Sebastián no respondió a la provocación.
Entró despacio, con las manos visibles, sin apartar los ojos del bate que Raúl sostenía a la altura del pecho.
Emiliano estaba acurrucado junto al sofá.
Su camiseta tenía manchas de lágrimas y una manga estaba empapada de sangre.
El brazo izquierdo colgaba en un ángulo antinatural.
—Tío… —susurró el niño.
Sebastián sintió un nudo en la garganta.
Raúl dio un paso al frente.
—Llégate de aquí. Este mocoso se cayó solo.
Sebastián mantuvo la voz serena.
—Si se cayó, deja que me lo lleve al hospital.
—No va a ningún lado.
—Entonces baja el bate.
Raúl sonrió con desprecio.
—No recibo órdenes de un metiche.
En ese instante sonaron sirenas a lo lejos.
Raúl giró apenas la cabeza para mirar por la ventana.
Fue suficiente.
Sebastián avanzó de golpe, empujó una silla con el pie y la lanzó contra el bate.
El golpe desvió el arma.
Raúl perdió el equilibrio.
Sebastián aprovechó el segundo para correr hacia Emiliano, cargarlo entre sus brazos y retroceder hasta la puerta.
—¡No te lo vas a llevar! —rugió Raúl.
Intentó sujetar al niño, pero Sebastián le propinó un empujón seco que lo hizo caer sobre la mesa de centro.

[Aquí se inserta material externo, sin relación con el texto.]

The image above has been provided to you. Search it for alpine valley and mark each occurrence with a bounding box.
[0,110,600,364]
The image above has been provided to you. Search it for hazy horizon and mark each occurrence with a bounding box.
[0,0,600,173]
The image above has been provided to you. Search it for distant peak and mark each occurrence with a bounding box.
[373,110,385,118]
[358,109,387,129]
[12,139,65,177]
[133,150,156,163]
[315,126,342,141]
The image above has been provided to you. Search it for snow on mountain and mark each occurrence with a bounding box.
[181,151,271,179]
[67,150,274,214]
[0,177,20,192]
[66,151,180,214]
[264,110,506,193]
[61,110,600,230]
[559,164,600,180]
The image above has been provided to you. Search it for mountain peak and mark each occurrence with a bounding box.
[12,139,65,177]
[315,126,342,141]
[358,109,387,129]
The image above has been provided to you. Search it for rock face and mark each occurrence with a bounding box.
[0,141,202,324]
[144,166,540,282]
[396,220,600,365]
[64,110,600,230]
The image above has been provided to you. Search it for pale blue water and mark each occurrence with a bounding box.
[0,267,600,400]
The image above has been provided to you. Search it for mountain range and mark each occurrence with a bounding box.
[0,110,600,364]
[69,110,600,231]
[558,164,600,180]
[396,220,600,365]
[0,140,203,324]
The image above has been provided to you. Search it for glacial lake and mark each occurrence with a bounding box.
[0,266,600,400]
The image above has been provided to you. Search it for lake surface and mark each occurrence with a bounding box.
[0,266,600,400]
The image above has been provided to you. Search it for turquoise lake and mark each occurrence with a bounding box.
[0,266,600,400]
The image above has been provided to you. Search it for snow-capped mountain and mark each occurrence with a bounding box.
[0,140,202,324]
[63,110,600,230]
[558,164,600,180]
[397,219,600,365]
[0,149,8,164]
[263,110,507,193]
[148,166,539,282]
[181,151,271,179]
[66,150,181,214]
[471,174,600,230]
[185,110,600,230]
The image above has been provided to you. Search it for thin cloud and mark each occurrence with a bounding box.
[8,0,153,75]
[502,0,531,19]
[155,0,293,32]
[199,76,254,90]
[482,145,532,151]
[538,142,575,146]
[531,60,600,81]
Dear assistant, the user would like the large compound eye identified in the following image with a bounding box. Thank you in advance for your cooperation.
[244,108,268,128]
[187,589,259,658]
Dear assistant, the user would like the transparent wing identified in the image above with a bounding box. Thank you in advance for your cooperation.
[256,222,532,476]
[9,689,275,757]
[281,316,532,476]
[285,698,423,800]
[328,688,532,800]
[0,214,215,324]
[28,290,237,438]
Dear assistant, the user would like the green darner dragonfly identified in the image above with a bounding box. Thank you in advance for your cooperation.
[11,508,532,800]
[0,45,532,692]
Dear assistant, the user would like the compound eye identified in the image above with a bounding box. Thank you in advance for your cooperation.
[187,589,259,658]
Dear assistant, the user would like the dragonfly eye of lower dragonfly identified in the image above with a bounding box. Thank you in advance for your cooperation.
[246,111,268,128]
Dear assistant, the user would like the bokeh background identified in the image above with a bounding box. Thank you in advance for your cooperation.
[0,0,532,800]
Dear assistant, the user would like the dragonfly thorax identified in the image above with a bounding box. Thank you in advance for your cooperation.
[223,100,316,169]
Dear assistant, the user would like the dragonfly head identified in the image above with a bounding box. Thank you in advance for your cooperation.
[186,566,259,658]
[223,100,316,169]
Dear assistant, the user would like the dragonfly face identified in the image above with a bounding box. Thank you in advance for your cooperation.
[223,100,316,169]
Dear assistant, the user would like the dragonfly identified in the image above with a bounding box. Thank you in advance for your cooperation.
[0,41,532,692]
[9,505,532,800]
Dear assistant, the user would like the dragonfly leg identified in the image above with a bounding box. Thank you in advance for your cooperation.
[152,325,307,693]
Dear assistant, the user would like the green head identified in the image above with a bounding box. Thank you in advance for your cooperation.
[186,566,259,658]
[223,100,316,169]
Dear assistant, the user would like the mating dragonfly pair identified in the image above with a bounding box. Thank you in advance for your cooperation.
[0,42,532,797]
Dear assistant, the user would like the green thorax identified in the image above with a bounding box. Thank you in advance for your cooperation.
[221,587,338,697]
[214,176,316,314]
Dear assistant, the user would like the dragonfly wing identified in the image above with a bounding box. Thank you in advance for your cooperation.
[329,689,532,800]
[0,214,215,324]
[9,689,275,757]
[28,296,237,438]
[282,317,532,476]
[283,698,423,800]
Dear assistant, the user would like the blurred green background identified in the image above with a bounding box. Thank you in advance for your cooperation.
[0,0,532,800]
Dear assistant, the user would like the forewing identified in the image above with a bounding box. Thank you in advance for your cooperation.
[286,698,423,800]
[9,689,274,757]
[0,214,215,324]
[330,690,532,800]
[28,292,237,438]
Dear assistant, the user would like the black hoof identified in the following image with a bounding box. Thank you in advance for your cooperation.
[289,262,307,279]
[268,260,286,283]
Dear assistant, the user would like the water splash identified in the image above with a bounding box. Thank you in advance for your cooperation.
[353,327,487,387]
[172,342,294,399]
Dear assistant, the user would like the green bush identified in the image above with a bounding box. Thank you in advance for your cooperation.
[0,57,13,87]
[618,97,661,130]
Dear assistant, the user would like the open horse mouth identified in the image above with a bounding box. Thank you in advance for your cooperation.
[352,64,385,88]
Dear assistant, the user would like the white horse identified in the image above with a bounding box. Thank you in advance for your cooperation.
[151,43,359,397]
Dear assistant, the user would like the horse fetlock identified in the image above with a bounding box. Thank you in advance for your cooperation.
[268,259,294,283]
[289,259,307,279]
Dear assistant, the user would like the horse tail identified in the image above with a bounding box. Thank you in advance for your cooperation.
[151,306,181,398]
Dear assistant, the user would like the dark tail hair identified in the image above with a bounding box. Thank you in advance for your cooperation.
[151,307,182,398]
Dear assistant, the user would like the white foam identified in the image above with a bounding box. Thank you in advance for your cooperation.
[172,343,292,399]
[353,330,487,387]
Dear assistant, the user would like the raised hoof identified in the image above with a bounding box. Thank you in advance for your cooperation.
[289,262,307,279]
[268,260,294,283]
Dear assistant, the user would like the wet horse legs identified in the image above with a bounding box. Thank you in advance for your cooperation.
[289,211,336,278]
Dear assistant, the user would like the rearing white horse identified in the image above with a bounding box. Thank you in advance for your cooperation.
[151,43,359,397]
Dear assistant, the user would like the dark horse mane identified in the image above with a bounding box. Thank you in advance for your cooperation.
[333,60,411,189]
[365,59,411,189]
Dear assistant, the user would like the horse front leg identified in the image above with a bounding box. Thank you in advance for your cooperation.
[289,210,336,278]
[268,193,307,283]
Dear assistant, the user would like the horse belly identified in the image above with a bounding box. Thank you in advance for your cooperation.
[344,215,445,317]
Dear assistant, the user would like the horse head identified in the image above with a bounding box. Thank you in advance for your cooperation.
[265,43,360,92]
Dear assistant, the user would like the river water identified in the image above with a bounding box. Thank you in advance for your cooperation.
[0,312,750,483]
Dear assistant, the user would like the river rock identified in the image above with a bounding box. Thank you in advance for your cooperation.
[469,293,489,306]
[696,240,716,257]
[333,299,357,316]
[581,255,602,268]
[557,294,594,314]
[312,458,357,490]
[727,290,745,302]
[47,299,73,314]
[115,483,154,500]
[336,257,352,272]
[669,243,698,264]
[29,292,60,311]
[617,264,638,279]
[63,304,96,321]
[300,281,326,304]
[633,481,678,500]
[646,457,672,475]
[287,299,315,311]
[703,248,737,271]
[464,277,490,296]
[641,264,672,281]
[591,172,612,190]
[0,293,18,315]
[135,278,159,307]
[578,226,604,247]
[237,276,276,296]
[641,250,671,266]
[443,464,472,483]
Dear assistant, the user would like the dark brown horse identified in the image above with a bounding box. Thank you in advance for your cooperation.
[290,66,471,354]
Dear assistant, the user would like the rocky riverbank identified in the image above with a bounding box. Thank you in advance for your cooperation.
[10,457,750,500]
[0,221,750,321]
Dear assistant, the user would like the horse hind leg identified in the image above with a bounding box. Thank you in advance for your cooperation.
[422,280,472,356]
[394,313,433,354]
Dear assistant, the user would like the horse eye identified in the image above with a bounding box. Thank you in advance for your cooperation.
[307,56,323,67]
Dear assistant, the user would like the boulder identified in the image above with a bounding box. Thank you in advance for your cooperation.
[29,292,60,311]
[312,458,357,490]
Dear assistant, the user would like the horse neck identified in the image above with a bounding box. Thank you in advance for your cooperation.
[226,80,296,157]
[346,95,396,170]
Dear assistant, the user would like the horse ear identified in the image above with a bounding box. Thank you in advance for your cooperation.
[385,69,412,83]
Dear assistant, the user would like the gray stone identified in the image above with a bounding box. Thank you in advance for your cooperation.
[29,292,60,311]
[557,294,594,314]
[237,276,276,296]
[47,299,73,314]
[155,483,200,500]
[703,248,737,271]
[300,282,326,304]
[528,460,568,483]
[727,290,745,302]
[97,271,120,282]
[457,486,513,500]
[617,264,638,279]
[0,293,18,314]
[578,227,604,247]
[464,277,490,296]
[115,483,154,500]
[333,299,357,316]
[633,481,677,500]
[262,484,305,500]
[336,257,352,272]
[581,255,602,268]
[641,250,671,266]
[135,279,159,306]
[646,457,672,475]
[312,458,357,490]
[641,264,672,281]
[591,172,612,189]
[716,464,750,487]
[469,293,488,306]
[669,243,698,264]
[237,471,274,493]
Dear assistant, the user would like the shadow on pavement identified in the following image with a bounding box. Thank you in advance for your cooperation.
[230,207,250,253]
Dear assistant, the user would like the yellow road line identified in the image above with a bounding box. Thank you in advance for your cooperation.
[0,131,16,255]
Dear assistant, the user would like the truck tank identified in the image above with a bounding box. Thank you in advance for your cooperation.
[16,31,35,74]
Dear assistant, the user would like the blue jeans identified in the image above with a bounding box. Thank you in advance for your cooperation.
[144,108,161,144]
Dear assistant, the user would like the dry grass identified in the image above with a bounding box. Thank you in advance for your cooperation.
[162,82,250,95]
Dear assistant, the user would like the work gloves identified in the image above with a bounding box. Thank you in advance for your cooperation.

Justo entonces llegaron dos patrullas.
Los oficiales entraron apuntando.

—¡Suelte el bate! ¡Al piso!
Raúl intentó inventar una historia.
—¡Ese hombre entró a mi casa!
Pero Emiliano comenzó a llorar desesperadamente.
—¡Él me pegó! ¡No quiero quedarme con él!
Una paramédica tomó al pequeño mientras otro agente esposaba a Raúl.
Mauricio llegó apenas dos minutos después.
Corrió hasta la ambulancia.
Cuando vio el brazo inflamado de su hijo, sintió que las piernas dejaban de responderle.
—Perdóname… perdóname por no llegar antes…
Emiliano lo abrazó con fuerza usando el único brazo que podía mover.
—Papá… yo sí te llamé rápido…
Mauricio rompió en llanto.
Mientras los médicos inmovilizaban el brazo del niño, una oficial se acercó con expresión seria.
—Señor Ruiz, necesitamos que vea algo.
Lo condujo hasta la habitación de Emiliano.
Todo parecía normal.
Juguetes.
Libros para colorear.
Peluches.
Pero sobre el clóset había una pequeña cámara inalámbrica apuntando directamente hacia la cama del niño.
Mauricio sintió un escalofrío.
—¿Quién instaló eso?
En ese momento Laura llegó corriendo, completamente pálida.
Miró la cámara.
Después miró a Raúl esposado.
Y, en lugar de sorprenderse, bajó lentamente la cabeza.
La detective la observó fijamente.
—Señora… por su reacción, parece que usted ya sabía que esa cámara estaba ahí.
El silencio de Laura fue mucho más aterrador que cualquier respuesta.